The same applies to the fruit and vegetables too. Chicory could be swapped for shredded cabbage. The orange could be replaced with pomegranate seeds or pomelo for an Asian twist. Plain boiled beetroot could be roasted carrots or cubes of celeriac. There are limitless possibilities to food, and that’s what makes it so interesting to me – and I’d love to read how you might go about tweaking this combination yourself in the comments!
For the dressing
Bring a wide, lidded saucepan of water to the boil (it should be deep enough to cover the piece of cod). Once boiling, carefully lower the fish into the pan, cover with the lid and remove from the heat source: the residual heat will cook the fish through while you prepare the rest of the salad’s components.
Using a sharp knife, remove the top and bottom of the orange and cut away the peel around the sides to expose flesh. Cut out the segments, avoiding as much of the pith and membrane as you can. Reserve any juice, and squeeze out excess from the remains of the orange for the dressing. Cut the chicory halfway between the root end and the tip. Separate the leaves from the top, shred the bottom half finely and set aside before dicing the beetroot into small cubes.

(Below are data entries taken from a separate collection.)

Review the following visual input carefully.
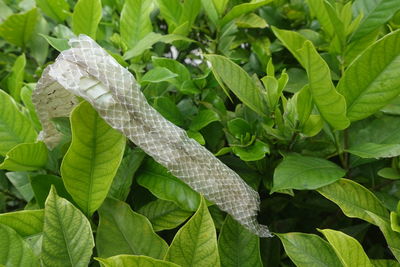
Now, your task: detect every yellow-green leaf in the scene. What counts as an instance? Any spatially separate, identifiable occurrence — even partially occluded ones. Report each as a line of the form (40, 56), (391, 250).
(61, 102), (125, 215)
(165, 197), (220, 267)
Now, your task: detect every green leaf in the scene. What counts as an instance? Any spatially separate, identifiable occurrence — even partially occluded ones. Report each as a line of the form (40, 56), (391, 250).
(6, 172), (33, 202)
(218, 216), (263, 267)
(95, 255), (179, 267)
(378, 168), (400, 180)
(351, 0), (400, 41)
(165, 197), (220, 267)
(220, 0), (273, 28)
(0, 8), (38, 47)
(119, 0), (153, 48)
(72, 0), (102, 39)
(227, 118), (252, 139)
(337, 30), (400, 121)
(152, 57), (191, 88)
(271, 26), (307, 63)
(271, 154), (346, 192)
(205, 55), (267, 116)
(319, 229), (372, 267)
(30, 174), (72, 208)
(201, 0), (219, 26)
(189, 109), (220, 132)
(371, 260), (400, 267)
(140, 67), (178, 84)
(136, 159), (200, 211)
(96, 198), (168, 259)
(0, 142), (47, 171)
(61, 102), (125, 215)
(108, 149), (146, 201)
(235, 13), (268, 29)
(232, 140), (269, 161)
(277, 233), (343, 267)
(36, 0), (69, 23)
(139, 199), (192, 232)
(0, 90), (37, 156)
(366, 211), (400, 262)
(123, 32), (193, 60)
(0, 223), (39, 267)
(7, 54), (26, 102)
(298, 41), (350, 130)
(318, 179), (389, 224)
(0, 0), (13, 22)
(41, 187), (94, 267)
(41, 34), (70, 52)
(0, 210), (44, 237)
(346, 143), (400, 159)
(153, 96), (185, 126)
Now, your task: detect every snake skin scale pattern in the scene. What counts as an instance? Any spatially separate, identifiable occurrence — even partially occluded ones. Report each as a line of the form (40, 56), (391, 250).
(32, 35), (272, 237)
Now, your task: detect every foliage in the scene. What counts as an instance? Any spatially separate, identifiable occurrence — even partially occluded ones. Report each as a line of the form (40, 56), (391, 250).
(0, 0), (400, 267)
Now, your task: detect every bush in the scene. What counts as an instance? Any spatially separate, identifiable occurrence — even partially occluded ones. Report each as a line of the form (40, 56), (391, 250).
(0, 0), (400, 266)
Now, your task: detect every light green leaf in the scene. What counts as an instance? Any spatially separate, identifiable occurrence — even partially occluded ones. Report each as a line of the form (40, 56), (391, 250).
(0, 8), (38, 47)
(232, 140), (269, 161)
(0, 142), (47, 171)
(7, 54), (26, 102)
(123, 32), (193, 60)
(0, 223), (39, 267)
(0, 90), (37, 156)
(277, 233), (343, 267)
(227, 117), (252, 139)
(0, 210), (44, 237)
(337, 30), (400, 121)
(41, 187), (94, 267)
(351, 0), (400, 41)
(36, 0), (69, 23)
(108, 149), (146, 201)
(220, 0), (273, 28)
(366, 211), (400, 262)
(271, 154), (346, 192)
(271, 26), (307, 64)
(318, 179), (389, 224)
(298, 41), (350, 130)
(119, 0), (153, 48)
(235, 13), (268, 29)
(378, 168), (400, 180)
(371, 260), (400, 267)
(136, 159), (200, 211)
(140, 67), (178, 84)
(153, 96), (185, 126)
(95, 255), (179, 267)
(30, 174), (73, 208)
(139, 199), (192, 232)
(295, 85), (314, 128)
(152, 57), (191, 88)
(61, 102), (125, 215)
(96, 198), (168, 259)
(218, 216), (263, 267)
(72, 0), (101, 39)
(189, 109), (220, 132)
(319, 229), (372, 267)
(165, 197), (220, 267)
(41, 34), (70, 52)
(6, 172), (33, 202)
(201, 0), (219, 26)
(177, 0), (201, 36)
(0, 0), (13, 23)
(346, 143), (400, 159)
(206, 55), (267, 116)
(157, 0), (182, 33)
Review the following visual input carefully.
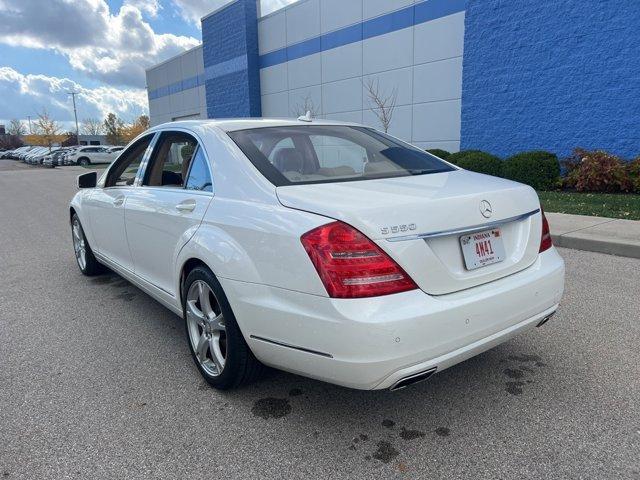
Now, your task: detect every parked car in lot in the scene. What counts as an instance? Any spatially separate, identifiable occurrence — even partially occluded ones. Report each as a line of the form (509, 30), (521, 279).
(42, 148), (68, 167)
(69, 118), (564, 389)
(3, 145), (35, 160)
(24, 147), (56, 165)
(68, 146), (119, 165)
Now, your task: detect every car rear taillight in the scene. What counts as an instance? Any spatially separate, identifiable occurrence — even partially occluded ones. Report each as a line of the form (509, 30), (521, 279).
(540, 207), (553, 253)
(300, 222), (418, 298)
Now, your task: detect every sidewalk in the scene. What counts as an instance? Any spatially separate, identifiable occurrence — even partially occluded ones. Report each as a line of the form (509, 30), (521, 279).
(545, 213), (640, 258)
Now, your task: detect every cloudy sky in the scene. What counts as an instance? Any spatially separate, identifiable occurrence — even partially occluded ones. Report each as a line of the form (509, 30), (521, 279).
(0, 0), (294, 128)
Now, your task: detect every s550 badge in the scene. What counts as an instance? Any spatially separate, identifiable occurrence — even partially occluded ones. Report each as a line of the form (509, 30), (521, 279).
(380, 223), (416, 235)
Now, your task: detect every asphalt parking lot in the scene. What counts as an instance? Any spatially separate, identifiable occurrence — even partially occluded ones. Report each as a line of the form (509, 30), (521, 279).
(0, 160), (640, 479)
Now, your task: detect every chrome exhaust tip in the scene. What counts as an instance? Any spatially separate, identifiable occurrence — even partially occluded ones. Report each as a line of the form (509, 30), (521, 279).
(536, 312), (556, 328)
(389, 367), (438, 392)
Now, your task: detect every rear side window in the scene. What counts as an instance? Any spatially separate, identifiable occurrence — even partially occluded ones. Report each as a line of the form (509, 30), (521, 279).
(143, 131), (198, 188)
(185, 148), (213, 192)
(105, 134), (153, 187)
(228, 125), (455, 186)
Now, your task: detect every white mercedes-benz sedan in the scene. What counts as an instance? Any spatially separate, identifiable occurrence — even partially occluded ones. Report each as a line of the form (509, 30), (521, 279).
(70, 118), (564, 389)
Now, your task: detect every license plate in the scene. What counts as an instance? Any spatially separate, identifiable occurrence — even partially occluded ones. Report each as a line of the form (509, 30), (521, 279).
(460, 228), (505, 270)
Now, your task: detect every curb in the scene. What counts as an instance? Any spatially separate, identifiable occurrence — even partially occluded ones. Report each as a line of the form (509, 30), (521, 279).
(551, 232), (640, 258)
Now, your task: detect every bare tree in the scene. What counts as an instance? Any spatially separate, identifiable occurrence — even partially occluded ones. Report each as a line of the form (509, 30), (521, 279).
(81, 118), (104, 135)
(294, 93), (320, 117)
(36, 109), (60, 151)
(7, 118), (27, 136)
(363, 78), (398, 133)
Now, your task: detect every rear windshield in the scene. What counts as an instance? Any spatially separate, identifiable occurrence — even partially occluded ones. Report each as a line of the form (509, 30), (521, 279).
(229, 125), (454, 187)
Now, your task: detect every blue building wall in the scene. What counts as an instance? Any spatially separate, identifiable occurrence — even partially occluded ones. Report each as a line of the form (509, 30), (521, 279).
(202, 0), (261, 118)
(461, 0), (640, 158)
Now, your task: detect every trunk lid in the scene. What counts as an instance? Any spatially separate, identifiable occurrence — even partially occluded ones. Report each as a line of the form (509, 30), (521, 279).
(276, 170), (542, 295)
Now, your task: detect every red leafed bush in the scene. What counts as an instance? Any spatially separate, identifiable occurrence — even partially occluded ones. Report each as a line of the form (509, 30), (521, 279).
(627, 157), (640, 193)
(564, 148), (632, 193)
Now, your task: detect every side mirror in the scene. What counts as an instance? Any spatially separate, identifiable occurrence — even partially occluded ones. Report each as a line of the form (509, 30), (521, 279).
(78, 172), (98, 188)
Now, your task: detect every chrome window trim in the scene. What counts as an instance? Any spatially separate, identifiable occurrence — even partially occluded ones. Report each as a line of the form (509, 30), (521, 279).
(385, 208), (540, 242)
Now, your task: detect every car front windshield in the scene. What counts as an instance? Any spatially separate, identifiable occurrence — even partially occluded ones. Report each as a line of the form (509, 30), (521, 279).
(229, 125), (454, 186)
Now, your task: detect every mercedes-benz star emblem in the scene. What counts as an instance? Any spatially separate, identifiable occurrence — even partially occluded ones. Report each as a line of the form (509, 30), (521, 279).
(480, 200), (493, 218)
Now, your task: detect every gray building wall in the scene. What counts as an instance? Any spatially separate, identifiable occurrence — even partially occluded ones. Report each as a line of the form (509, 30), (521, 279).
(147, 0), (466, 151)
(258, 0), (465, 151)
(147, 45), (207, 126)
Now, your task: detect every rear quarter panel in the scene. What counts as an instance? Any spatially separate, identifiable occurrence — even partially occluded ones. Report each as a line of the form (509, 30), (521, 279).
(176, 197), (331, 297)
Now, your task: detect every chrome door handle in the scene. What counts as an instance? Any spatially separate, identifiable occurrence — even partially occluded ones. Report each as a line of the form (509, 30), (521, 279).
(176, 200), (196, 212)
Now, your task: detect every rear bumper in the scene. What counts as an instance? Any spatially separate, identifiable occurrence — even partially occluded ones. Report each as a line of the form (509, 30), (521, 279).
(220, 248), (564, 390)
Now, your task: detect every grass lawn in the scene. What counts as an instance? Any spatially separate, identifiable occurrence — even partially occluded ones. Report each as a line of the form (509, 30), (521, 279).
(538, 192), (640, 220)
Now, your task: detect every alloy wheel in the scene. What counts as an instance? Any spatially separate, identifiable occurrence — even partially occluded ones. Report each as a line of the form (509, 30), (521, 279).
(71, 218), (87, 270)
(186, 280), (227, 377)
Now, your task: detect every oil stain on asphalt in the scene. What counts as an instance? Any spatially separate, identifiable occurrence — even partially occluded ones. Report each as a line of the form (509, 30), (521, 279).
(502, 355), (545, 395)
(113, 292), (136, 302)
(373, 440), (400, 463)
(251, 397), (291, 420)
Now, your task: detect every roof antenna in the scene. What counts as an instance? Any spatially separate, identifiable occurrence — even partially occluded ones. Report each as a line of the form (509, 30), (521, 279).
(298, 110), (313, 123)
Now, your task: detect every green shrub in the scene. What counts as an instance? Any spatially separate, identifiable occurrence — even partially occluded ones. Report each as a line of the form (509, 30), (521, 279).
(447, 150), (502, 177)
(502, 151), (560, 190)
(427, 148), (451, 160)
(627, 157), (640, 193)
(565, 148), (632, 193)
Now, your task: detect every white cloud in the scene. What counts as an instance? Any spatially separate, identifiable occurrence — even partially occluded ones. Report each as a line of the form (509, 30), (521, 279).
(124, 0), (162, 18)
(173, 0), (297, 28)
(0, 0), (200, 87)
(0, 67), (148, 128)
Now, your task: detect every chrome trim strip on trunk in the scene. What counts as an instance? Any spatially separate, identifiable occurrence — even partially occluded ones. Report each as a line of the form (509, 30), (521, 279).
(385, 208), (540, 242)
(249, 335), (333, 358)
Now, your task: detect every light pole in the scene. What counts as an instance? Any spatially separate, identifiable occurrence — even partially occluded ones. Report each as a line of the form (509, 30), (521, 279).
(67, 92), (80, 145)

To make the dressing, mix together the oil, 1 tbsp of the vinegar, the mustard and orange juice until emulsified. Taste it and add more vinegar if necessary (it will depend on the acidity of both your orange and mustard) as well as the salt and pepper.
Remove the cod from the pan, and allow excess water to drain briefly before breaking it up into flakes and bitesize chunks. To assemble, use the chicory to line the plate and add the cod and orange segments on top. Drizzle over the dressing and finally sprinkle on the beetroot pieces last so as not to stain the other ingredients pink! Serves 3-4.